Frank Luke - Death - September 29, 1918

September 29, 1918

Luke's final flight took place during the first phase of the Meuse-Argonne Offensive. On September 28, after achieving his 14th and 15th victories, he landed his SPAD XIII at the French aerodrome at Cicognes where he spent the night, claiming engine trouble. When he returned to the 1st Pursuit Group's base at Rembercourt the next day, he was confronted by Lt. Grant, his squadron's commanding officer (C.O.). Despite being under threat of arrest by Grant for being AWOL, Luke took off without authorization and flew to a forward airbase at Verdun, where his sympathetic Group commander, Major Hartney, cancelled the arrest order and gave Luke tacit approval to continue his balloon hunting. That evening Luke flew to the front to attack three balloons in the vicinity of Dun-sur-Meuse, six miles behind the German lines. He first dropped a message to a nearby U.S. balloon company, alerting them to observe his imminent attacks. Luke shot down the enemy balloons, but was then severely wounded by a single machinegun bullet fired from a hilltop above him, a mile east of the last balloon site he had attacked. Luke landed in a field just west of the small village of Murvaux- after strafing a group of German soldiers on the ground - near the Ruisseau de Bradon, a stream leading to the Meuse River. Although weakened by his wound, he made his way toward the stream, intending to reach the cover of its adjacent underbrush, but finally collapsed some 200 meters from his airplane. Approached by German infantry, Luke drew his Colt Model 1911 pistol and fired a few rounds at his attackers before dying. Reports that a day later his body was found with an empty gun and a bullet hole in his chest, with seven dead Germans in front of him were proven erroneous. According to author Skinner, the fatal bullet, fired from the hilltop machine gun position, had entered near Luke's right shoulder, passed through his body, and exited from his left side.
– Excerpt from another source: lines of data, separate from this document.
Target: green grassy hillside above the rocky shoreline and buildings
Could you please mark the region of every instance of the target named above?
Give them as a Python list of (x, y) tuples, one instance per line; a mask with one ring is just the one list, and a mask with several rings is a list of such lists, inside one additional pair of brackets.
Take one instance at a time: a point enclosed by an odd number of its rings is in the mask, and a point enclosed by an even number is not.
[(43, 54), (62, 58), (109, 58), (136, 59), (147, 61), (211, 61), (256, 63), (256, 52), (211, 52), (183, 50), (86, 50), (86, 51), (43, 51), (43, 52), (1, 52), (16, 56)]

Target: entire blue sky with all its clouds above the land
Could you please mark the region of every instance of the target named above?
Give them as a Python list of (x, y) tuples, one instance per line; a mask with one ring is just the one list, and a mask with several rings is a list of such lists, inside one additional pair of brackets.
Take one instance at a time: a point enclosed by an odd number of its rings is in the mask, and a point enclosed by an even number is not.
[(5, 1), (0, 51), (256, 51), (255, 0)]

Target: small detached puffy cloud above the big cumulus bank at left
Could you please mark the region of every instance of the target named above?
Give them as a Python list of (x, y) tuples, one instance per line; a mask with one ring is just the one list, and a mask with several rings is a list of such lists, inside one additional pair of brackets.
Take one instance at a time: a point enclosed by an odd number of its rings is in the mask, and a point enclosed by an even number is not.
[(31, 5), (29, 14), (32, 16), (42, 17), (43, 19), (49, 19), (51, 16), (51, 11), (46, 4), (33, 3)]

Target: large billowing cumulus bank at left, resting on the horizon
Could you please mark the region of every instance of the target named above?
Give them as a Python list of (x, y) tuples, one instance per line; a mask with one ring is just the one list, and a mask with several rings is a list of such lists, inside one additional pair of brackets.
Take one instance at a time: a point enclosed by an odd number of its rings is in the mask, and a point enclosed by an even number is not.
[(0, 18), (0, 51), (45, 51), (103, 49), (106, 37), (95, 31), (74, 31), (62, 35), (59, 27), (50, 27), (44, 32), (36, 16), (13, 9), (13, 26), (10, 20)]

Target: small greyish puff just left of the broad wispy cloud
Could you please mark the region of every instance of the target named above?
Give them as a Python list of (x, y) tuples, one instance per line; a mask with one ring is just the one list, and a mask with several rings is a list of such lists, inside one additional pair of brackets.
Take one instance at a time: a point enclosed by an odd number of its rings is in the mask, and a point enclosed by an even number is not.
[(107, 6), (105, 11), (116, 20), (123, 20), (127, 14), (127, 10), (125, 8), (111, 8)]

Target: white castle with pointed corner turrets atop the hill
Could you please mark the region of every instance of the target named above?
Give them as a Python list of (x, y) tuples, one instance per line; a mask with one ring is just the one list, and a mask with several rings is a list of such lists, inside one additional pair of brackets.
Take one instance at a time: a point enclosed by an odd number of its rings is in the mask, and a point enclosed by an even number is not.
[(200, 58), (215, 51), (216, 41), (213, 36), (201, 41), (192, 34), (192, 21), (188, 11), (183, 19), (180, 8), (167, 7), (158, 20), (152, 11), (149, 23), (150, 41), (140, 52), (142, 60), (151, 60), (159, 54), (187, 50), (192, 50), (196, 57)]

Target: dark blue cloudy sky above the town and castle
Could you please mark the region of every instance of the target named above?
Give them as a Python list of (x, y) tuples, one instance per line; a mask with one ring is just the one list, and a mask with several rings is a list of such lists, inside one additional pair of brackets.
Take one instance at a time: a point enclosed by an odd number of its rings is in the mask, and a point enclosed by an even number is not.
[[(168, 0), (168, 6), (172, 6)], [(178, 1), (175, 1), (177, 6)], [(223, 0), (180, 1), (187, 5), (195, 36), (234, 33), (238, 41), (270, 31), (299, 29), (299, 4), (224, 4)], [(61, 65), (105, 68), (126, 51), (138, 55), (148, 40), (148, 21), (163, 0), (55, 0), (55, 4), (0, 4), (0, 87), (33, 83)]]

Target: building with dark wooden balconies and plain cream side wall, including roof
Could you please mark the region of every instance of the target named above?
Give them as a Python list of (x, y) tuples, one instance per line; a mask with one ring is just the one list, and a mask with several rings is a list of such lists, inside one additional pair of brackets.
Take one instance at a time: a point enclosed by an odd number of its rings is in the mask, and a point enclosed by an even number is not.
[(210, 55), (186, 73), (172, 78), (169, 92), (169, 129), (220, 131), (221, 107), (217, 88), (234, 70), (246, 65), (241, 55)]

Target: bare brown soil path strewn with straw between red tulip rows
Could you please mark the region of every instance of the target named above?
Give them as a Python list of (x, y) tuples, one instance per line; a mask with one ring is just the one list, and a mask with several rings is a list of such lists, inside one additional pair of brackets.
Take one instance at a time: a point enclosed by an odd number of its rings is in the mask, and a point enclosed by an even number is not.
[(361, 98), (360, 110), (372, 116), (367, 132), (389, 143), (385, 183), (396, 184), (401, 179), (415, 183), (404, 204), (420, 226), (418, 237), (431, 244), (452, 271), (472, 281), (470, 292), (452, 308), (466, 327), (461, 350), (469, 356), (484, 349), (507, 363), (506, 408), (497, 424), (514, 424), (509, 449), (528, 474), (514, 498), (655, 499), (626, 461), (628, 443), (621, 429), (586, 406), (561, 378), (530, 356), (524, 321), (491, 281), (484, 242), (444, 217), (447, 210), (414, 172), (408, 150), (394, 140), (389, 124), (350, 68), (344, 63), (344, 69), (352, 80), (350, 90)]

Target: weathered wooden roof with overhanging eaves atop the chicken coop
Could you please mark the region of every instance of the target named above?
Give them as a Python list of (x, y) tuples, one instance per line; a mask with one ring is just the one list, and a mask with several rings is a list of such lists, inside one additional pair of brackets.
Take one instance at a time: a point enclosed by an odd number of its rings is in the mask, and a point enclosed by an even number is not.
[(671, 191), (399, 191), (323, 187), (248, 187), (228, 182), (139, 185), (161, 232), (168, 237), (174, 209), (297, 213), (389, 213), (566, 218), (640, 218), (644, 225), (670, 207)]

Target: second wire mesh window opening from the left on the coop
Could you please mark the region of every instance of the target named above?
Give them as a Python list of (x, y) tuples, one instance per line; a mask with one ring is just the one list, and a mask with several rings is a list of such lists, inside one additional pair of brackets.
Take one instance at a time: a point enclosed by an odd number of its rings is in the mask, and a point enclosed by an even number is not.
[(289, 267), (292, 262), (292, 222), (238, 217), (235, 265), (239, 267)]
On September 30 the Germans buried Luke in the Murvaux cemetery, from where his body was retrieved two months later by American forces. His final resting place is the Meuse-Argonne American Cemetery and Memorial, located east of the village of Romagne-sous-Montfaucon.

After the US Army obtained sworn testimony from French and American sources, Luke was awarded a posthumous Medal of Honor. The presentation was made to Frank Luke, Sr., in Phoenix in May 1919. The family later donated the medal to the National Museum of the United States Air Force near Dayton, Ohio. The Museum's small exhibit honoring Lt Frank Luke also contains his flying goggles, the gunsight from his last SPAD, documents written by Luke, and other personal items. The Museum's Early Years Gallery displays a fully restored SPAD XIII of the type flown by Luke.

Eddie Rickenbacker said of Luke: "He was the most daring aviator and greatest fighter pilot of the entire war. His life is one of the brightest glories of our Air Service. He went on a rampage and shot down fourteen enemy aircraft, including ten balloons, in eight days. No other ace, even the dreaded Richthofen, had ever come close to that."